You have the Grit visit post from Hank about my visit there. It was a great visit and I hope to be back that way again. From there it was on to Syracuse to help with the electrical wiring of the church sanctuary.
Here is home away from home while working on the sanctuary. It was a nice little house of kitchen, bathroom, living room and three bedrooms. It filled up with six guys. Guys really do make funny old man noises when they sleep.
My mission for the week was to bring wires into and connect them to the Metal Clad wires that I ran into the box. A J-Box is a metal box as you see here that has the wires that come from the breaker panel and get connect to the Metal Clad (MC) wire to the actual switches and plugs.
The entry is through this hole in the ceiling and there were actually two J-Boxes to be wired up there. After climbing up and down all week my bones were ready for a rest. Oh, yeah, I forgot to tell you that the temperature was in the upper 90s and 100 all week. Our only saving grace was the humidity was not too high.

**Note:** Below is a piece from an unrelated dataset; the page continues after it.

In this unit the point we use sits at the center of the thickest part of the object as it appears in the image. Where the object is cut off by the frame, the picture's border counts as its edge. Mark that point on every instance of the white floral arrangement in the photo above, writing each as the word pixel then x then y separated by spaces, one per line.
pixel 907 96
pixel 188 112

I sure did get a lot of kidding about sleeping in the attic. This might look to some like I’m standing on a ladder but actually I’m laying down on a piece of plywood working on the second J-Box. You can see the one shoulder was on the plywood and the other was on the ceiling which made for a small place to work.
Where does the other end of the J-Box go? There were five J-Boxes in the sanctuary and the two that I worked on went into the sound booth to control almost everything in the sanctuary. All the lights and sound equipment needed power and control switches. This is a picture of just the power leads for the switch bank in the sound booth. Every switch needs another MC wire to go to the load as it’s called. It could be a light or a switched plug or a pump for the water in the baptistry, or …. well you get the idea.

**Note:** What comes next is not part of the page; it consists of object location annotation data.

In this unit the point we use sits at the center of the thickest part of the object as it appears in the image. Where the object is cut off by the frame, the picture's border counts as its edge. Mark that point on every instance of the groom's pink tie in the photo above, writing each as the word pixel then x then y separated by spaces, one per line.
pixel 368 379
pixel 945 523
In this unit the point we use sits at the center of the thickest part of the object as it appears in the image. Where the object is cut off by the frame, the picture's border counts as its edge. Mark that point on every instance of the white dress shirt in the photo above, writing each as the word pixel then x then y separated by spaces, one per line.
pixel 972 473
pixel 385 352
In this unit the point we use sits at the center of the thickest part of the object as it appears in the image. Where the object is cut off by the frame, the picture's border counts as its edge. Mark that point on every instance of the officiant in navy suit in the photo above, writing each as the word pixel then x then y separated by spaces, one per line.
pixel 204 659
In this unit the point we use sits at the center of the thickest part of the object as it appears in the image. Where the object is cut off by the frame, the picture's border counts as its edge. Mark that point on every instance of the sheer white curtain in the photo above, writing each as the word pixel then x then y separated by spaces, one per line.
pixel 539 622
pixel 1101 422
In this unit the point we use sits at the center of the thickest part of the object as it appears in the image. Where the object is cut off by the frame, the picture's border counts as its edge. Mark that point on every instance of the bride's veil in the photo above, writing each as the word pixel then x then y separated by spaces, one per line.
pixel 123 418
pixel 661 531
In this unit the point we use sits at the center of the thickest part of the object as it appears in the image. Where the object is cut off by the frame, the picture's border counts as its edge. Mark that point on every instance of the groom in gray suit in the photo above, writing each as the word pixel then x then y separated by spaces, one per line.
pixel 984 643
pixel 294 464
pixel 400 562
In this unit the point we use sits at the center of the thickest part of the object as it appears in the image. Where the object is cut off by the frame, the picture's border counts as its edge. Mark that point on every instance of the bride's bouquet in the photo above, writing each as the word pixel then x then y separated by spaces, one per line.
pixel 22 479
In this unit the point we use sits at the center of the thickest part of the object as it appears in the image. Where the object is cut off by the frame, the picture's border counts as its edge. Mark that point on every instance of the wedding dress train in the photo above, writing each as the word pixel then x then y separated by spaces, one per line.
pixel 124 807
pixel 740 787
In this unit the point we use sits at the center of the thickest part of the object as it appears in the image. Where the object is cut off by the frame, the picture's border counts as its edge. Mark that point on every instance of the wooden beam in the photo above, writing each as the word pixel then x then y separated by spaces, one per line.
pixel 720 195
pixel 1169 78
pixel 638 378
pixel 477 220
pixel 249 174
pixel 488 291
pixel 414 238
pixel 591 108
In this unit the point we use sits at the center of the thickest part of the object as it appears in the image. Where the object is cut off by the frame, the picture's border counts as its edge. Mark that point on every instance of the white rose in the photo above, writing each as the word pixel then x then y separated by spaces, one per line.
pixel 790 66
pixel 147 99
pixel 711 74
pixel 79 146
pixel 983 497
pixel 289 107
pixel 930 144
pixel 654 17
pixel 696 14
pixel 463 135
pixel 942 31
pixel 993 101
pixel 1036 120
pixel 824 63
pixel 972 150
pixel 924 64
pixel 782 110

All in all it was a great trip. What could be better than a place to sleep, food to eat and all the coffee I could drink. Oh yeah my theory is if I can keep the inside of me hotter than the outside then I’ll feel cool. Right? Well, I might have to revise that theory cause I had to change to iced tea.
You folks all have a great harvest time this year and I’ll catch up with you right after I return from trout fishing in Northern Nevada. Hopefully I’ll have monster trout fish pictures. It’s at the 6,000 foot elevation level and the temperatures will be getting down in the 20s at night while we snooze in our tents on the ground. Ok would you believe in our Coleman heated tents on air mattresses. In the mean time keep your lures ready and your reels oiled cause you never know when a fish might call your name.
Leave a comment and tell me about all that’s going on in your neck of the woods. Oh, yeah, and Ricky, my truck, says hi to all those other trucks out there and hopes they get to haul something every day.
[Dave let us know that he’ll be out of pocket for the next two and a half weeks (working on helping someone else, no doubt), but that he’d reply to your comments when he returned. – Eds.]